- Born: May 7, 1951 Chicago, Illinois, U.S.
- Died: August 24, 2007 (aged 56) Seattle, Washington, U.S.
- Occupations: Minister, activist, community organizer

= Gwen Hall =

American activist (1951–2007)

Gwen Hall (May 7, 1951 – August 24, 2007) was an American activist, community organizer, and a minister in the Unity Church. She founded Sojourner Truth Ministries in Seattle in 1995.

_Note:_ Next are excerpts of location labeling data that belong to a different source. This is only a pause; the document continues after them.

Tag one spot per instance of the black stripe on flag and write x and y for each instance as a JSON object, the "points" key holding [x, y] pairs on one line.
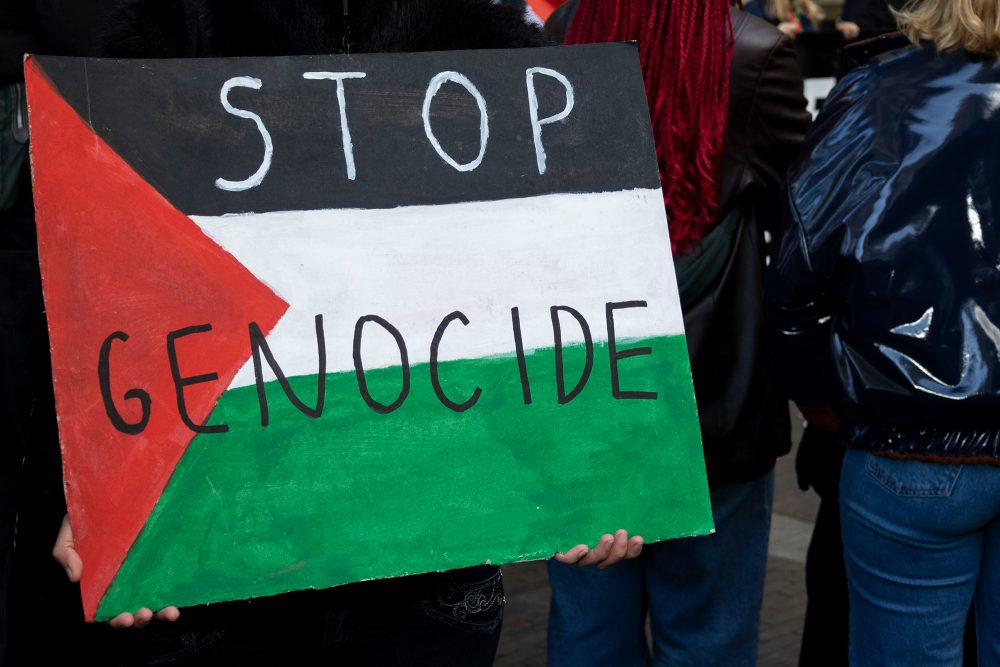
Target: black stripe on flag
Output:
{"points": [[167, 119]]}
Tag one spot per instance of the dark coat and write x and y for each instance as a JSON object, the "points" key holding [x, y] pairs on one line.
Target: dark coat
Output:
{"points": [[744, 419], [886, 293]]}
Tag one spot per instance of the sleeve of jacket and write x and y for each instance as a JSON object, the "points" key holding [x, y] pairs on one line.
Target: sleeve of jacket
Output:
{"points": [[17, 37], [798, 310], [779, 118]]}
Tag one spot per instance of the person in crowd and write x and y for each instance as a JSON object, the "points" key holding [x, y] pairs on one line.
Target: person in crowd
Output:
{"points": [[885, 299], [864, 19], [790, 16], [388, 622], [31, 494], [728, 115]]}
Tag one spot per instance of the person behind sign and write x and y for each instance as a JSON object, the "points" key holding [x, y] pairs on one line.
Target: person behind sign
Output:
{"points": [[387, 622], [885, 298], [790, 16], [726, 121]]}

==Early life and education==
Hall was born in Chicago. She graduated from the University of Washington in 1979, with a degree in political science, and earned a master's degree at Seattle University's School of Theology and Ministry.

==Career==
Hall was a Seattle Pride organizer beginning in the 1970s, and a member of Seattle's Black Lesbian Forum. She was an advertising representative for Seattle Gay News. She co-chaired Marches on Washington for gay rights in 1979 and 1993, and was a fundraiser for the protest in other years. She taught life skills workshops, and she spoke on the impact of HIV/AIDS in Black communities. In 1995, Hall founded the Sojourner Truth Unity Fellowship Church (also known as Sojourner Truth Ministries) on Beacon Hill in Seattle. She said of her work, "I made a commitment, a personal commitment, to do my part so that no one would ever die feeling that God didn't love them." In 2003 she was the first openly gay person to give the opening prayer at Seattle's Martin Luther King Jr. Day event.

==Personal life and legacy==
Hall was married and divorced as a young woman, and had a son. She came out as a lesbian, and had a longtime relationship with Trina Banks. Rev. Hall also had three grandchildren. She died from heart failure in 2007, at the age of 56. The Reverend Gwen Hall and Lois Peterson Scholarship supports college-bound high school seniors in the American Northwest, including Alaska, who are leaders in the LGBTQ community and have demonstrated financial need.